One of the reasons we are taking on a world record here at Equal Playing Field is to call for an increase in sporting opportunities and access for women and girls. But access and opportunities in sport relate as much to sitting in the boardroom as they do to stepping out on the pitch. Off the pitch, women are frequently side-lined from decision-making roles in sporting bodies whether on a local or international level. We believe that diversifying boards would make for much more inclusive decisions relating to for example, how to allocate budgets; would generate better strategies for growing the game beyond existing demographics; and would ensure “equality” is paid more than just lip-service.
And so, it’s with pleasure we congratulate Women in Sport, in the UK on winning a major campaign battle. From April this year all publicly funded sports governing bodies must adhere to a minimum threshold of 30% gender diversity to receive public funding.
Nevertheless (to borrow the battle cry that Senator Jeff Sessions inadvertently created when silencing US Senator Elizabeth Warren back in February 2017) Women in Sport are persisting. Their new campaign seeks now to go “Beyond 30%”. Having found that the percentage of women on boards has stagnated at 30%, they are now focusing their attention on senior leadership roles (the percentage of which are taken by women having actually dropped since 2014) as well as establishing healthy leadership development channels from the lowest rungs to the top. Indeed, the lack of a “sustainable pipeline of female leadership talent within sport” is one of the three persistent problems that Women in Sport identified as inhibiting progress.
Sadly, of the 68 national governing bodies, the Football Association (FA) has the third lowest percentage of female non-executive directors – only worse than the Angling Trust and the British Taekwondo Council. That is not acceptable for a sport with such massive appeal to women and girls and one with such aspirations for growth.

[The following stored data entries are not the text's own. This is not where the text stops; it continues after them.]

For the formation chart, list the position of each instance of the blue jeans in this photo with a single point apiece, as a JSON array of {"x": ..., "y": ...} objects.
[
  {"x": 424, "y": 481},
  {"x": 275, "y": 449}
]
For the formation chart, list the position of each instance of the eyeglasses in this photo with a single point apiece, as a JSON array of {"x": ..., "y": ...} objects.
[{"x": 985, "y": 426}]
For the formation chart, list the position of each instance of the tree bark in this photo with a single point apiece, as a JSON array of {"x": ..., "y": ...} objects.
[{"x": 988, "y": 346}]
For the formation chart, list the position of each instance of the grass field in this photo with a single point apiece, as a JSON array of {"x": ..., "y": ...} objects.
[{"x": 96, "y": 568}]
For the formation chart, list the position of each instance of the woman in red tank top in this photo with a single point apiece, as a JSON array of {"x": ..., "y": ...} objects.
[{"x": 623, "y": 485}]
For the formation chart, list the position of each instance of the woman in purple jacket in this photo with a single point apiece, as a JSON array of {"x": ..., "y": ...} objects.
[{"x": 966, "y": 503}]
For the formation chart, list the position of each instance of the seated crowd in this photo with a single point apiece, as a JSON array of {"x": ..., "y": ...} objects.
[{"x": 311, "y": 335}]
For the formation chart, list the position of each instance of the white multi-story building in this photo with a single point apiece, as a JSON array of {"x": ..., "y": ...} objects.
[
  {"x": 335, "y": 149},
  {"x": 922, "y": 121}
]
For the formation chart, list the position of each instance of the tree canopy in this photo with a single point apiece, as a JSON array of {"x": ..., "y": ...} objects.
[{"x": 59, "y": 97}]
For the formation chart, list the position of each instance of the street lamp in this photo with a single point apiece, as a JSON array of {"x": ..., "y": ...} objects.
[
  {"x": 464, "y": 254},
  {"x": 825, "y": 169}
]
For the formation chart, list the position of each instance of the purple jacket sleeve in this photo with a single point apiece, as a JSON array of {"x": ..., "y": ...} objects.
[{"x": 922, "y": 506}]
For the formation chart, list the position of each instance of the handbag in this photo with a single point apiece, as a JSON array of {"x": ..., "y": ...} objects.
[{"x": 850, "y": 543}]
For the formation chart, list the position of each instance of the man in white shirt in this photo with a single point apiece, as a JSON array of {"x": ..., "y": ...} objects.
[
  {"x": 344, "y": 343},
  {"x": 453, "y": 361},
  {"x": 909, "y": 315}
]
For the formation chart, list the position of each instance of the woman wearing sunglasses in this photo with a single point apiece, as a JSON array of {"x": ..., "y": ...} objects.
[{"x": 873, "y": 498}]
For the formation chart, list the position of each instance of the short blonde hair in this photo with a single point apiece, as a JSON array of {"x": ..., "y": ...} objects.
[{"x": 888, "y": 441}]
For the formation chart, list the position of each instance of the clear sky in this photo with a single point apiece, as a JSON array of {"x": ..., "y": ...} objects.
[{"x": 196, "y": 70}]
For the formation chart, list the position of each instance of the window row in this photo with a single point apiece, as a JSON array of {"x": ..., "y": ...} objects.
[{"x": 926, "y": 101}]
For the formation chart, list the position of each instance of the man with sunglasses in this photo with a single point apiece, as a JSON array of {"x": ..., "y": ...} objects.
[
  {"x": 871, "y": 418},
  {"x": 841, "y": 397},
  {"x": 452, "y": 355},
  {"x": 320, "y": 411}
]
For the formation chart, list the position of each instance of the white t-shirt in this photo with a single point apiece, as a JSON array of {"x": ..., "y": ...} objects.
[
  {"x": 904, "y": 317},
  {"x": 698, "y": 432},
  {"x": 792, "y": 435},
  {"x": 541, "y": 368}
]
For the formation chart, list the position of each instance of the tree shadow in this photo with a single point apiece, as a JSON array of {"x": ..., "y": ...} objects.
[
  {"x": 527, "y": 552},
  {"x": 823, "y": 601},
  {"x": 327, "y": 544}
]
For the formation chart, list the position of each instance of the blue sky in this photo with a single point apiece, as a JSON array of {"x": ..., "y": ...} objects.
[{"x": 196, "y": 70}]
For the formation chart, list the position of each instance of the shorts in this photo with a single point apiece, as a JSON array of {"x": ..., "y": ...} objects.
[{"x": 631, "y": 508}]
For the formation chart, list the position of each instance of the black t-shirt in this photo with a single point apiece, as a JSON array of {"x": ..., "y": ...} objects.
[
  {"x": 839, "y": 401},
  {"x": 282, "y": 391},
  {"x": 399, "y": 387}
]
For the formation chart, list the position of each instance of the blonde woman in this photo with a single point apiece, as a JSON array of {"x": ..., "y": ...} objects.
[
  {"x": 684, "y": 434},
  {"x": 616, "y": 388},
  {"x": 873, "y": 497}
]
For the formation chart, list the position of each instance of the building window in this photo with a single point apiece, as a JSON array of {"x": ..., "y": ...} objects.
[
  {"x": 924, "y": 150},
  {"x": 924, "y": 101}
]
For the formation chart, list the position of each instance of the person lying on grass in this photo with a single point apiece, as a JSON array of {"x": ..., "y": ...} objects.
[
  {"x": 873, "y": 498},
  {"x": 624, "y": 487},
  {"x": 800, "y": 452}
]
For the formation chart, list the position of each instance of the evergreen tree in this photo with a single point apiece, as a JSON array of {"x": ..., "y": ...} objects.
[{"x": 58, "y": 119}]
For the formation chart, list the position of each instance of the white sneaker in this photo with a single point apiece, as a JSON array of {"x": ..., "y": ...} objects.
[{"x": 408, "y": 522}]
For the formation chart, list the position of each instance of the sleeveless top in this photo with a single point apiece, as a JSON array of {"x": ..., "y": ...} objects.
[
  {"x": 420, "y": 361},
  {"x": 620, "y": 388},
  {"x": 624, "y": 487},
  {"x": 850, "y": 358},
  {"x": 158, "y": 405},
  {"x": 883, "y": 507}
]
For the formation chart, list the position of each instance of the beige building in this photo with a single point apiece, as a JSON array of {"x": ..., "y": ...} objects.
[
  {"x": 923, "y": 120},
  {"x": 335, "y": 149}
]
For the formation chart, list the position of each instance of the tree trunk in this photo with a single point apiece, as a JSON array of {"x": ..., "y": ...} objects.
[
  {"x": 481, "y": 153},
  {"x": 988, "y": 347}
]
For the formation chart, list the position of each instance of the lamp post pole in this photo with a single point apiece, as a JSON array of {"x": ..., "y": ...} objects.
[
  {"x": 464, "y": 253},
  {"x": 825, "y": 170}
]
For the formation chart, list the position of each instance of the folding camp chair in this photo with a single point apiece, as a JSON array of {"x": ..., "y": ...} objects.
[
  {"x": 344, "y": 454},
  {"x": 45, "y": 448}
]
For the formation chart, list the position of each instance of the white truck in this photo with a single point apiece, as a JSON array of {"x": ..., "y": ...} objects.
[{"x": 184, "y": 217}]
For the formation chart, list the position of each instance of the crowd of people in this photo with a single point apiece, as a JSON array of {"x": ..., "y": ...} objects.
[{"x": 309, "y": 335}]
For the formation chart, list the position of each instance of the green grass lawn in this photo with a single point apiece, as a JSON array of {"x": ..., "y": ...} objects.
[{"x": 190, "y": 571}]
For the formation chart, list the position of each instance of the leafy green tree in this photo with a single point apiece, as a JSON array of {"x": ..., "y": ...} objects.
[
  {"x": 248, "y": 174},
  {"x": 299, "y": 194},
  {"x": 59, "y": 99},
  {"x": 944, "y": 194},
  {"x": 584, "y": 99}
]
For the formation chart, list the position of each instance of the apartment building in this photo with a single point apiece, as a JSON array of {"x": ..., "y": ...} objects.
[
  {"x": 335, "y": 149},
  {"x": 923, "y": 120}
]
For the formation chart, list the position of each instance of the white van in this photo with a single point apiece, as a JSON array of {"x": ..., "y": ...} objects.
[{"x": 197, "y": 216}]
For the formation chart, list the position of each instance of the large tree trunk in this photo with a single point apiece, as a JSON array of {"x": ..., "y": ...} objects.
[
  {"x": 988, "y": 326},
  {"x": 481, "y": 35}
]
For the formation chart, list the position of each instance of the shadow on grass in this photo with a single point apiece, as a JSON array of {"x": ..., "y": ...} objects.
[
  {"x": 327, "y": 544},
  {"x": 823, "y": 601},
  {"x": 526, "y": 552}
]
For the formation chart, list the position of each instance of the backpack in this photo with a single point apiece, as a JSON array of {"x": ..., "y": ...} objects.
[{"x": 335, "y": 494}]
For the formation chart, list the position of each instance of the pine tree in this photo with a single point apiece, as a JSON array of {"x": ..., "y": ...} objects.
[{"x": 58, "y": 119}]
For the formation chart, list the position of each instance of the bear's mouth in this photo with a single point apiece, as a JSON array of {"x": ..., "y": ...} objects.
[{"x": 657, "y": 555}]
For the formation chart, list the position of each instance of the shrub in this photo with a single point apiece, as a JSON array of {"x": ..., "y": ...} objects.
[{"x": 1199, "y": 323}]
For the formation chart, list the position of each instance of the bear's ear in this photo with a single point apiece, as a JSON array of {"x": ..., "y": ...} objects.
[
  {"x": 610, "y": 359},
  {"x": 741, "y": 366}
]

Indeed, the FA has just launched a brand new, very welcome strategy to double the number of girls and women taking part in football by 2020 (a strategy heavily influenced by the presence of Sue Campbell in a senior FA leadership role). The FA would now do well to get more women into those leadership development channels and in a wide variety of decision-making roles as soon as possible so that they can best better understand exactly how to do just that.